De plus, en deuxième lieu, le geste d’Amina freine et déforme le combat féministe en Tunisie. Parce que malheureusement, ce ne sont pas seulement les machistes fanatiques – après ce festin de cannibalisme visuel – qui condamnent la nudité d’Amina. La majorité des femmes la condamnent aussi; c’est-à-dire la majorité des sujets-objets concrets de cette libération préconisée par Femen, avec laquelle, que cela nous plaise ou non, ne s’identifie qu’une minuscule élite extremo-laïque et pro-occidentale, sans aucune racine dans la culture populaire. Seul un homme nu écoute une femme nue et pour cela, ils doivent se dénuder en même temps et de commun accord. Ni le macho salafiste, ni sa femme aliénée et soumise, entendent Amina. Le premier la “consomme” et la méprise ; la deuxième serre un peu plus son voile, horrifiée face à une telle impudeur. Poser en Tunisie l’idée de l’appropriation publique de son corps dénudé comme revendication révolutionnaire implique renoncer au combat féministe sur le terrain, un combat engagé loin en aval, encore centré sur la conquête de son propre territoire domestique, de sa propre indépendance économique, de l’autonomie du vote, de la dimension privée de sa sexualité, de la dignité face à l’agresseur, du droit à l’éducation, de l’égalité politique et sociale effective. La Tunisie a beaucoup d’avance dans ce combat et elle ne devrait pas la mettre en péril en dénudant en toute hâte des femmes qui veulent rester habillées. La solidarité des militantes de Femen, déplacées en Tunisie pour reproduire le geste devant les médias, ajoute une dimension coloniale à ce mépris élitiste pour la réalité. La Tunisie a une longue histoire de féminisme actif et elle possède suffisamment de ressources humaines et organisatrices pour aborder cette lutte avec ses propres moyens, aussi bien du point de vue théorique que militant. C’est ainsi que l’exprime la très célèbre actrice engagée Leila Toubel, en pensant surtout à l’intervention française: “nous seules avons le droit de décider comment, quand, pourquoi et avec quels outils”.
Ce qui est certain, c’est que la confluence, le dimanche 19 mai, de “sexe-extrémisme” et salafisme à Kairouan a littéralement ombragé non seulement les luttes féministes sur le terrain mais aussi les nombreuses batailles politiques et sociales qui se livrent actuellement en Tunisie.
Nudité et fanatisme religieux, les deux friandises des médias, ont jeté un voile pudique sur la réalité tunisienne.
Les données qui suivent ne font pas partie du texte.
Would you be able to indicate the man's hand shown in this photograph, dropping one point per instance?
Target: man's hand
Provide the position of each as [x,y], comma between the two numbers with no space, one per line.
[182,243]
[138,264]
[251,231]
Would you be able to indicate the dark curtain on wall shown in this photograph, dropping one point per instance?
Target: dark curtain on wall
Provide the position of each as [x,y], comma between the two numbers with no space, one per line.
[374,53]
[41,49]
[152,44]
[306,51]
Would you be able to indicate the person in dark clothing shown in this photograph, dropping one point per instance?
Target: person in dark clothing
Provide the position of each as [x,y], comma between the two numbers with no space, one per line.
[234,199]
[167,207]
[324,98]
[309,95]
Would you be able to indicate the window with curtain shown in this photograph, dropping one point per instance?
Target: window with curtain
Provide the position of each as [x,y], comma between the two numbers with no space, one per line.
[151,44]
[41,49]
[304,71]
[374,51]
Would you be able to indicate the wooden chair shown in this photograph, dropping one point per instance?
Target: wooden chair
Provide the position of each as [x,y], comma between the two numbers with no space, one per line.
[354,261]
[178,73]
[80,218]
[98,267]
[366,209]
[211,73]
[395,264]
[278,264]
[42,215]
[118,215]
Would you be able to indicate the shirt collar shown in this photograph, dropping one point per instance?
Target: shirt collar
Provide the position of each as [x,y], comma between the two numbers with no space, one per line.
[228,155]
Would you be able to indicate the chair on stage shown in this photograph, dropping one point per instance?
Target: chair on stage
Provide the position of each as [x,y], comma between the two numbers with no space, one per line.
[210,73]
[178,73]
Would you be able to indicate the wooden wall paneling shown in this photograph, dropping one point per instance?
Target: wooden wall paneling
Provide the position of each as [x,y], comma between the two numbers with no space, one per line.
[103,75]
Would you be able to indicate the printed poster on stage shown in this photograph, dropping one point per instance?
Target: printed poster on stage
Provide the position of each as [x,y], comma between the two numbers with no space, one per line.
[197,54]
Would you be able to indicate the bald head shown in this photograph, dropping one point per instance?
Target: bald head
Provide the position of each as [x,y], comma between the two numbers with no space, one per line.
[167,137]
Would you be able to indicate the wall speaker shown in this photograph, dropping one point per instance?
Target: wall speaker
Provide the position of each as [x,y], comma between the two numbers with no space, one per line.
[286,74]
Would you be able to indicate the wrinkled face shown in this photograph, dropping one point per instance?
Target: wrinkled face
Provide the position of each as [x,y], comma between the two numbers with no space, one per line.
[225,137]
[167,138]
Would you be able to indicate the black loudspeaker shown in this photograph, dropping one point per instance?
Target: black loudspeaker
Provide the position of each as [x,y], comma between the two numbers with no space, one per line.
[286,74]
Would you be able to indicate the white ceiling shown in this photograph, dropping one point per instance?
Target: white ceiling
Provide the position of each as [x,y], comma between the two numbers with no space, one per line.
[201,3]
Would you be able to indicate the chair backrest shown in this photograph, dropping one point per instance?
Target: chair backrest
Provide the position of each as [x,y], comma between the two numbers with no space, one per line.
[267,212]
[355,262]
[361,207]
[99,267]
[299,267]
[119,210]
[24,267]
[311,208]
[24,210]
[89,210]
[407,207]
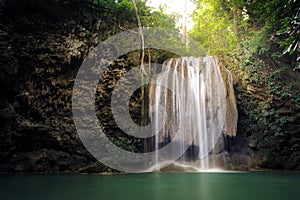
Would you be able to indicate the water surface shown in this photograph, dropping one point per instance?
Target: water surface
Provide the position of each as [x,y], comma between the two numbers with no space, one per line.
[153,186]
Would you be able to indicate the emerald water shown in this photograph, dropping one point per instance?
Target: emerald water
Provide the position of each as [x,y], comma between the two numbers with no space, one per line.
[154,186]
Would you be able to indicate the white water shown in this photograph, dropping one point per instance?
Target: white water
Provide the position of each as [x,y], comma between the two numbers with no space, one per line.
[193,95]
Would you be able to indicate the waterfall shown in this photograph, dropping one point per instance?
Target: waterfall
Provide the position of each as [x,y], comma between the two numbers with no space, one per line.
[188,106]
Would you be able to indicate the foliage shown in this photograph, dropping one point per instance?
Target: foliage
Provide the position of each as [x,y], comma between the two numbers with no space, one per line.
[213,27]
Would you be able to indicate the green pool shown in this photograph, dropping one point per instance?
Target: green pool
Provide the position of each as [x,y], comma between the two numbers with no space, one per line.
[153,186]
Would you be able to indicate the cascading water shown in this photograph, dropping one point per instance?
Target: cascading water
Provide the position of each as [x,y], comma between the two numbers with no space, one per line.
[190,101]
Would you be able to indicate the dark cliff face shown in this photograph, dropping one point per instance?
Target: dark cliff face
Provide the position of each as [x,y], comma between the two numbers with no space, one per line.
[40,52]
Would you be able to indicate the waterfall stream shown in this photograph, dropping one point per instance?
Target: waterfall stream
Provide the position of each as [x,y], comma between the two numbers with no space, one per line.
[189,106]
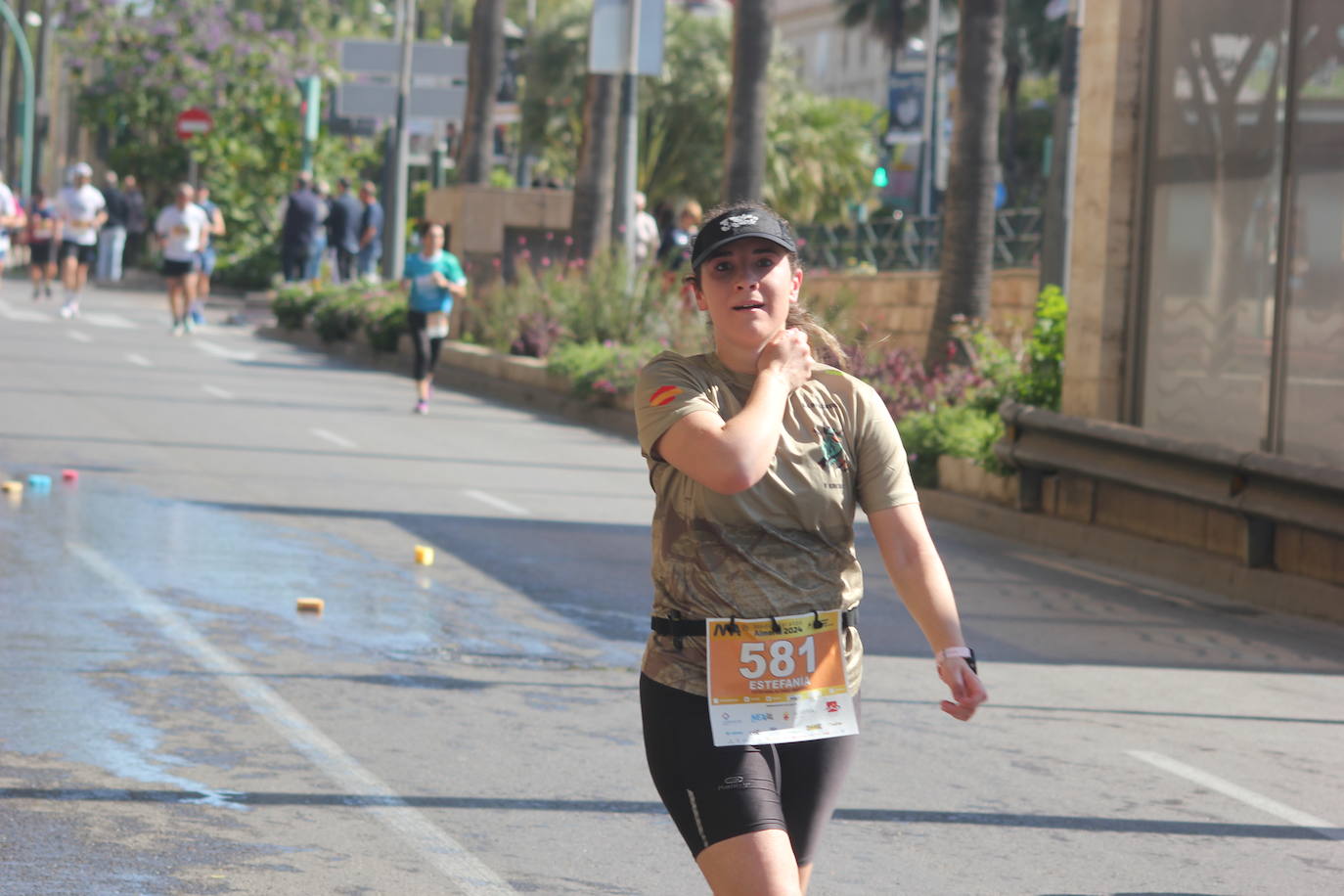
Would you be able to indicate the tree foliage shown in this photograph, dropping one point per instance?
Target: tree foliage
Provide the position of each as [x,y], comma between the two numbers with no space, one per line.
[820,151]
[157,58]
Libérez Amina Tyler le plus tôt possible et sans charges, s’il vous plaît, mais libérez en même temps ce pays du joug du FMI: un joug infâme contre lequel beaucoup de féministes tunisiennes se battent aujourd’hui, conscientes que les premières victimes de la pauvreté et de la dépendance (ce vivier des salafistes) sont précisément les femmes et leurs projets légitimes d’émancipation.